Predicting | With | Correlation |
D Fum | D Fum | 0.33 |
D Fum | D Sack | 0.15 |
D Fum | D Run | 0.12 |
D Int | D Sack | 0.08 |
D Int | D Int | 0.08 |
D Int | D Pass | 0.01 |
D Pass | D Pass | 0.28 |
D Pass | D Sack | 0.26 |
D Run | D Run | 0.44 |
D Sack | D Sack | 0.24 |
D Sack | D Pass | -0.07 |
O 3D Pct | O Sack | -0.53 |
O 3D Pct | O 3D Pct | 0.43 |
O 3D Pct | O Int | -0.42 |
O 3D Pct | O Pass | 0.42 |
O 3D Pct | O Run | 0.08 |
O Fum | O Fum | 0.48 |
O Fum | O Sack | 0.24 |
O Int | O Sack | 0.28 |
O Int | O Int | 0.27 |
O Int | O Run | 0.06 |
O Int | O Pass | -0.37 |
O Pass | O Pass | 0.49 |
O Pass | O Sack | -0.33 |
O Pass | O Run | -0.10 |
O Run | O Run | 0.56 |
O Run | O Pass | 0.00 |
O Sack | O Pass | -0.40 |
O Sack | O Sack | 0.26 |
O Sack | O Run | 0.03 |
Pen | Pen | 0.58 |
Pen | D Pass | -0.23 |
Pen | O Sack | -0.08 |
There are a thousand observations from this table. I still see new and interesting implications whenever I look it over.
- Having a potent running game does not prevent sacks.
- The pass rush predicts defensive pass efficiency as well as defensive pass efficiency itself.
- Running does not "set up" the pass, and passing does not "set up" the run. They are likely independent abilities.

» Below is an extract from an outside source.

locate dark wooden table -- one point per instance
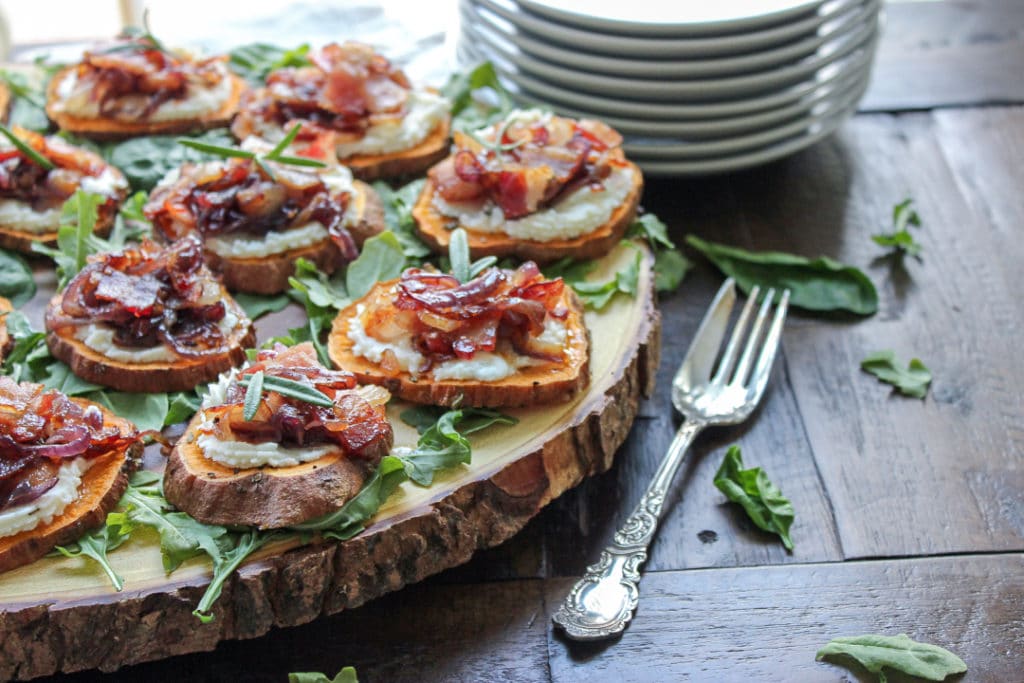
(909, 513)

- Offensive sack rates are much better predicted by offensive passing ability than previous sack rates.
- Defensive sack rate predicts defensive passing efficiency, but defensive passing efficiency does not predict sack rate.

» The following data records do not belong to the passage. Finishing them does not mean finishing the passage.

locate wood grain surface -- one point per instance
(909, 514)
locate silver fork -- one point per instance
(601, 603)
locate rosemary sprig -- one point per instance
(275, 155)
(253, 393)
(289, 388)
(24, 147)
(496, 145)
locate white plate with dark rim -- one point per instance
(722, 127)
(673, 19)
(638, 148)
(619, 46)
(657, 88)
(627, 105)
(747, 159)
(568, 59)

The implications of these auto-correlations are numerous. Team "power" rankings and game predictions (both straight-up and against the spread) rely on a very simple premise--past performance predicts future performance. We now know that's not necessarily true for some aspects of football.
Lions head coach Rod Marinelli might be banging his head against the wall trying to understand how his defense was able to grab 13 interceptions through game 8, but only 4 more for the rest of the season. He's wasting his time. The answer is that in the first half of the season, the Lions played against QBs Josh McCown (2 Ints), Tavaris Jackson (4 Ints), and Brian Griese twice (4, 3 Ints).